On Sun, Jan 25, 2004 at 09:39:05PM +0100, Mikael Abrahamsson wrote:
This is interesting, what problems did you run into?
We have an extensive Extreme networks used both for L2 and L3, and apart from the fact that it always cpu routes ICMP, I see no major flaw in the L3 forwarding function (for access/distribution) for all normal purposes.
ACLs are per-port and known to be buggy when operating on port numbers - in particular UDP ACLs match will match arbritary data when presented with a subsequent IP fragments (think NFS...) As pointed out in a similar thread recently, the 'flow-based' (well, destination IP based) ipfdb will crap out on the Extremes under heavy load - e.g. virus'd machines internal to your network doing heavy scanning.
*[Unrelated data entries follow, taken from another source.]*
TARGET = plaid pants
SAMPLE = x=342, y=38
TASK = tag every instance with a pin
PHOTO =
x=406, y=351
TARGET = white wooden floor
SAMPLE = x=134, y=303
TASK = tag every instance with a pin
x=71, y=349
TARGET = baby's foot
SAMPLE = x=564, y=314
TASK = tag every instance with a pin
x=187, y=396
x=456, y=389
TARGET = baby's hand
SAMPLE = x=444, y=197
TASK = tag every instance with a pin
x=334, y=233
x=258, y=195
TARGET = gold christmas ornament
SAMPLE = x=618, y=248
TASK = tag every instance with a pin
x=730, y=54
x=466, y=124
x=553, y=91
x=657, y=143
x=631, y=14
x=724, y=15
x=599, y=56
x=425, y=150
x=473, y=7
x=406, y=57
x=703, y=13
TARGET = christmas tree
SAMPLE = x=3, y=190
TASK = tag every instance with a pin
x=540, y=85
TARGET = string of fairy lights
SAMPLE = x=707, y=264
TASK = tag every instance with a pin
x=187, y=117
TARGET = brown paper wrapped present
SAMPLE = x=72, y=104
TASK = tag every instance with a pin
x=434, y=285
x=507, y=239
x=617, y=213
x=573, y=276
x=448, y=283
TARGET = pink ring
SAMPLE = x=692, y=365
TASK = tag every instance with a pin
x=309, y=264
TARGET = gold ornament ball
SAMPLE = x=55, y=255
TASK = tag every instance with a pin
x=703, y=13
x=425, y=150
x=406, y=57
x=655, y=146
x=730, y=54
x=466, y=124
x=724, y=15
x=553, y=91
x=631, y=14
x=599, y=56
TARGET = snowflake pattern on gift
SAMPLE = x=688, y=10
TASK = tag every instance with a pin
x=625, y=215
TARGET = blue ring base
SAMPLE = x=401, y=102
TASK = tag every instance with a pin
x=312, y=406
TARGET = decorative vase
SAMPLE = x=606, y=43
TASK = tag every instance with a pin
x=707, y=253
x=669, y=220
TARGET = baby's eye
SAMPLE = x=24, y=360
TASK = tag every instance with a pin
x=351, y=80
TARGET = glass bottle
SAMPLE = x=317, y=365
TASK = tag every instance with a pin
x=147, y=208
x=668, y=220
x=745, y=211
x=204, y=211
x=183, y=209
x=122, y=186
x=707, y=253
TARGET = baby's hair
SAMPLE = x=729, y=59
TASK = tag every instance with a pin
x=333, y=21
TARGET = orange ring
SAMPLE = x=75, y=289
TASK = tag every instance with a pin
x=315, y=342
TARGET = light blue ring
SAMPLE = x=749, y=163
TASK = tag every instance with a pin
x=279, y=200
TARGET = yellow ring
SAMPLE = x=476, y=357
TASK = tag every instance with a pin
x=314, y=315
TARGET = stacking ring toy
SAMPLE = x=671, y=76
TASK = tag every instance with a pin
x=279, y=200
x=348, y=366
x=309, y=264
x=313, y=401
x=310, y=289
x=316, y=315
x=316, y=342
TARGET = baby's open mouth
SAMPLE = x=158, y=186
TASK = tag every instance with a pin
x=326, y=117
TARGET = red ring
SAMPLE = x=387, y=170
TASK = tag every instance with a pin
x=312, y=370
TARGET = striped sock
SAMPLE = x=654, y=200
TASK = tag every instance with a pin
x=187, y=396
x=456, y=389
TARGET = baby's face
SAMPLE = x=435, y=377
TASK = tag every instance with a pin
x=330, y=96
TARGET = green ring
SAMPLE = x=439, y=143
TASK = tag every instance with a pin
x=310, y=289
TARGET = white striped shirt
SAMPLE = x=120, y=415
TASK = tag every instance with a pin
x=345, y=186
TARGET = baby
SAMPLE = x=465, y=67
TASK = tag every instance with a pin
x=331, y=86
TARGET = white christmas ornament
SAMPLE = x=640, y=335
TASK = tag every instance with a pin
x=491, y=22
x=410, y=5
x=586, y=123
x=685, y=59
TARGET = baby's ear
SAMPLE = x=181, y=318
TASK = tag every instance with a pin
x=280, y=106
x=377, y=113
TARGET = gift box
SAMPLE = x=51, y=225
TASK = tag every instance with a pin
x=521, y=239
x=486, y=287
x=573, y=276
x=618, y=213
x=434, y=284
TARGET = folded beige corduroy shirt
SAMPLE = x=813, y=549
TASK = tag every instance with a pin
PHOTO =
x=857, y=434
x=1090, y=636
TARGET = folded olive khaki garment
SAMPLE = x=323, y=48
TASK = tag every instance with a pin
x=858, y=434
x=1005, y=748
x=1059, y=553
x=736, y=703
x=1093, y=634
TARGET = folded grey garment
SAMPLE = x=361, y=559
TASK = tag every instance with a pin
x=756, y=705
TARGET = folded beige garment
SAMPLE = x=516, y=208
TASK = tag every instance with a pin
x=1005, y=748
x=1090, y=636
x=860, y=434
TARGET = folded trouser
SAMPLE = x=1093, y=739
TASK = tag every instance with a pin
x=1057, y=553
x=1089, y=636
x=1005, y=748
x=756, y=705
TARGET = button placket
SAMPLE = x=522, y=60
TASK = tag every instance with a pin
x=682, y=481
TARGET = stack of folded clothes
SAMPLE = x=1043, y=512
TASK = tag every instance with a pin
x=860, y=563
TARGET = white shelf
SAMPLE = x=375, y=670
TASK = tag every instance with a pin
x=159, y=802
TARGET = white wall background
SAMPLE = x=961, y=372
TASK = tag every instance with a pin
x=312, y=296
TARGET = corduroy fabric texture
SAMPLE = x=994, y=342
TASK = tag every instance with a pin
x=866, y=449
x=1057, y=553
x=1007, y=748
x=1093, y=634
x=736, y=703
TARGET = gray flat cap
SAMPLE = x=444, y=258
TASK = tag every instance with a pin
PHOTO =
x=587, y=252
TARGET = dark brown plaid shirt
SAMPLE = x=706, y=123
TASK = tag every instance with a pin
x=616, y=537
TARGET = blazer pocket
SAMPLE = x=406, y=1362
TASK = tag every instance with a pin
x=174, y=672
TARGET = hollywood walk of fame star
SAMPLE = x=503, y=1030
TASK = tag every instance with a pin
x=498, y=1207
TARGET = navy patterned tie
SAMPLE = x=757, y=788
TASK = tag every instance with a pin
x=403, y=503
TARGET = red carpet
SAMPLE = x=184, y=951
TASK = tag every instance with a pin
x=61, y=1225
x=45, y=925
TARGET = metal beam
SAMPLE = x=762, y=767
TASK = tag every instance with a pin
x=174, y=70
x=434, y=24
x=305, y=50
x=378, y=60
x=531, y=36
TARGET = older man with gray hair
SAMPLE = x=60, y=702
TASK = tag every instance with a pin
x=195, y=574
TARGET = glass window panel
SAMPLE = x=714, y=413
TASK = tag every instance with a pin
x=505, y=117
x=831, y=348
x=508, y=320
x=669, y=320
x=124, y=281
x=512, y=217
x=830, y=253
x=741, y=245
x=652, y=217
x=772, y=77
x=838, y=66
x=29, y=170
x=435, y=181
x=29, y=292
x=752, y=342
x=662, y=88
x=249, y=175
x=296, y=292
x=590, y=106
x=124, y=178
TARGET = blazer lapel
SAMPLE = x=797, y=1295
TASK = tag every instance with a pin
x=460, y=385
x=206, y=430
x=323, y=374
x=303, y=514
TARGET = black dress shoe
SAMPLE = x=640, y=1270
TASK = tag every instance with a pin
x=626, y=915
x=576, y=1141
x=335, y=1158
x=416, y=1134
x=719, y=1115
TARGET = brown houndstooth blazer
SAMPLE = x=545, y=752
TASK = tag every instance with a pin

Symptom is very poor performance and the 'top' command will show heavy CPU usage as subsequent flows are CPU routed.
My few experiences with the Cisco 3550 as L3 routers has been much worse, even with claimed CEF capability I have seen it melt and die where the equivalent Extreme box didnt experience the same problems (of course there are cases where it's the other way around). Overall I have more confidence in the Extreme access boxes for L3 than Ciscos equivlanent, and they definately kick ciscos ass when it comes to L2 (mac address table size and number of vlans for instance).
The 'recommended max' number of SVIs for the 3550 is something low like 8. There is no limited stated in the datasheet for the 3750 - is anyone running more than 8 SVIs on a 3750? The ACL capability on the 3550 seems a lot more capable but the lack of unicast RPF is irritating. (More irritating, 'ip verify unicast reachable-via...' is accepted but silently does nothing) I'd be very interested to hear what conditions you've found cause problems for Cat3550s. We're planning to buy quite a few more of this range (probably 3750-24) to reduce L2 size in our network and for CPE-type uses.